= Karl Glazebrook =

British astronomer (born 1965)

Karl Glazebrook (born 1965) is a British astronomer, known for his work on galaxy formation, for playing a key role in developing the "nod and shuffle" technique for doing redshift surveys with large telescopes, and for originating the Perl Data Language (PDL).

Glazebrook was born in 1965 in the United Kingdom, and educated at the University of Cambridge and the University of Edinburgh (PhD 1992). He held post-doctoral appointments at the University of Durham and University of Cambridge before moving to the Anglo-Australian Observatory, where he played a central role in supporting the 2dF galaxy survey as its instrument scientist. He moved to Johns Hopkins University in 2000 where he was Professor of Astronomy until 2006, at which time he became Professor of Astronomy at Swinburne University of Technology in Melbourne, Australia. His work has been cited over 40,000 times in the literature of astronomy.

Glazebrook also developed the open-source Perl Data Language, a perl-based alternative to the commercial IDL.

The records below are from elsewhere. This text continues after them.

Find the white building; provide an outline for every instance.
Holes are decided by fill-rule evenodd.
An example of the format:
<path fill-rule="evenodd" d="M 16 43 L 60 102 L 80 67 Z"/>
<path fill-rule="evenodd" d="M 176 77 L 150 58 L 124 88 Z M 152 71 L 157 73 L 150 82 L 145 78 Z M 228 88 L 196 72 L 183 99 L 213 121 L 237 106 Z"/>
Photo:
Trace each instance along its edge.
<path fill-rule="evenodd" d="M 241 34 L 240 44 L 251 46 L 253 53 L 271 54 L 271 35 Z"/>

Glazebrook was one of the leaders of the Gemini Deep Deep Survey (GDDS) which measured the evolution of galaxies using Gemini Observatory and the Hubble and Spitzer Space Telescopes. The project, along with a number of other studies, determined in 2004 that massive galaxies formed surprisingly early in the distant Universe, explaining why a lot of them appear so remarkably old. As a whimsical side-project Glazebrook also determined that the bulk-averaged color of the Universe is cosmic latte. Both pieces of work received wide publicity in the international press. The bulk-averaged color earned some additional international publicity because a software bug had initially suggested a pale turquoise instead of the bland beige. He is also well known in the astronomical community for his pioneering work in developing the baryon oscillation technique to use the distribution of galaxies as a probe of dark energy.

After his move to Australia he played a leading role in the WiggleZ Dark Energy Survey between 2006 and 2011.

== Honours and awards ==
- 2018 Australian Laureate Fellowship
- 2008, awarded the Maria & Eric Muhlmann Award for the development of innovative research instruments and techniques from the Astronomical Society of the Pacific.
- Outer main-belt asteroid 10099 Glazebrook, discovered by Spacewatch at Kitt Peak in 1991, was named in his honor. Naming citation was published on 11 November 2000 (M.P.C. 41571).